System costs for solar photovoltaics (PV) are falling rapidly in the USA thanks to module price reductions, according to new research. Wood Mackenzie says that residential system prices for monocrystalline PERC modules are expected to fall by 17 per cent from 2020 to 2025, a larger drop than the 14 per cent predicted earlier this year. In addition, mono PERC commercial and utility system costs are expected to decline 16 per cent and 20 per cent, up from 13 per cent and 16 per cent, respectively, during the same timeframe, the company has reported.
“In the utility segment, bifacial modules are gaining traction, especially as these modules have been exempt from Section 201 tariffs on all imports into the US,” said Molly Cox, Wood Mackenzie Research Analyst. “Typically, utility-scale bifacial tracker projects would be more expensive than those with monofacial mono PERC modules due to increased interrow spacing, resulting in higher civil and land costs. However, bifacial systems also yield system cost benefits. These include reduced balance of system components and lower labour costs because of the comparatively fewer modules needed when compared to a monofacial system of the same capacity.
As module prices represent a shrinking portion of total system prices, Wood Mackenzie expects a heightened focus on soft cost reduction from EPCs and developers. Soft costs, such as customer acquisition in the residential market, have been a huge barrier to declining system prices, along with permitting and inspection costs. However, as hardware costs are expected to decline at a slower pace over the next decade, it will be crucial to understand where the next level of system cost reduction will occur.

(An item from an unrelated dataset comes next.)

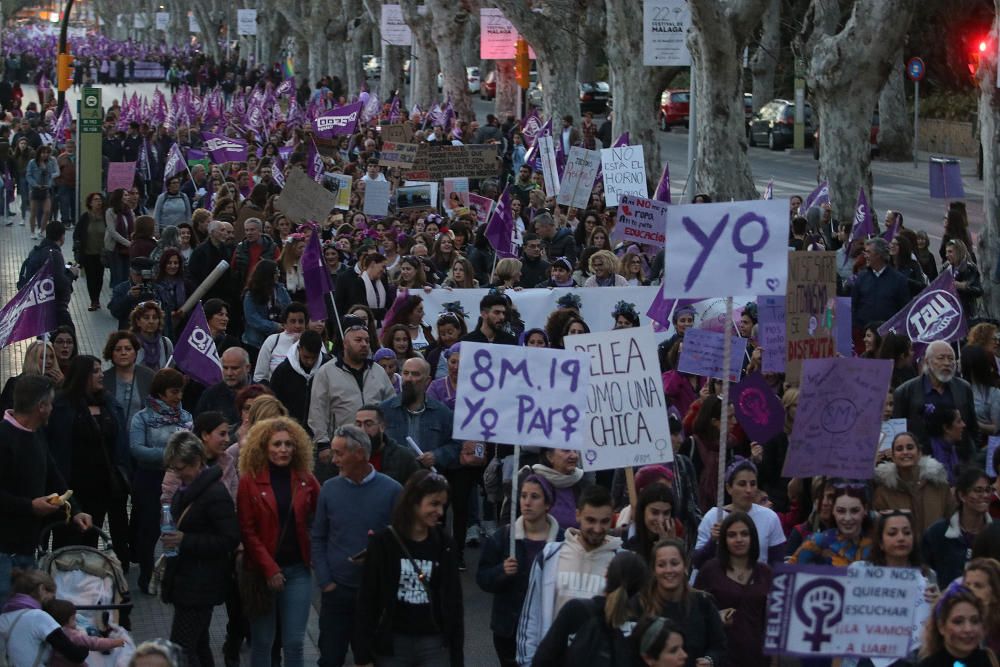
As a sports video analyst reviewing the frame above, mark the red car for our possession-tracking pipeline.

“Module cost reduction will be the most significant factor impacting C&I and utility system costs as a result of the pandemic. Not only are module manufacturers facing reduced demand and subsequently lowering margins to stay competitive, but they are also looking at a reduction in supply chain component costs, leading to further module price declines,” said Cox.
The Investment Tax Credit (ITC) reduction to 26 per cent in 2020 will create further downward price pressure across all market segments, for both EPCs and developers, according to the Wood Mackenzie report. “The stepdown will cause companies to closely analyze their cost stacks and ensure solar PV systems are still competitive with a 4 per cent ITC reduction. Having said that, companies have been preparing for the ITC stepdown, so we do not expect any drastic changes to system prices in 2020 as a result.
“As the solar industry faces demand destruction in 2020 from coronavirus impact, we expect demand to pick back up again by the end of the year and before the ITC steps down again in 2021. As a result, companies across all market segments may be able to maintain healthier project margins towards the end of 2020 as a result of the heightened demand, just like we saw at the end of 2019,” said Cox.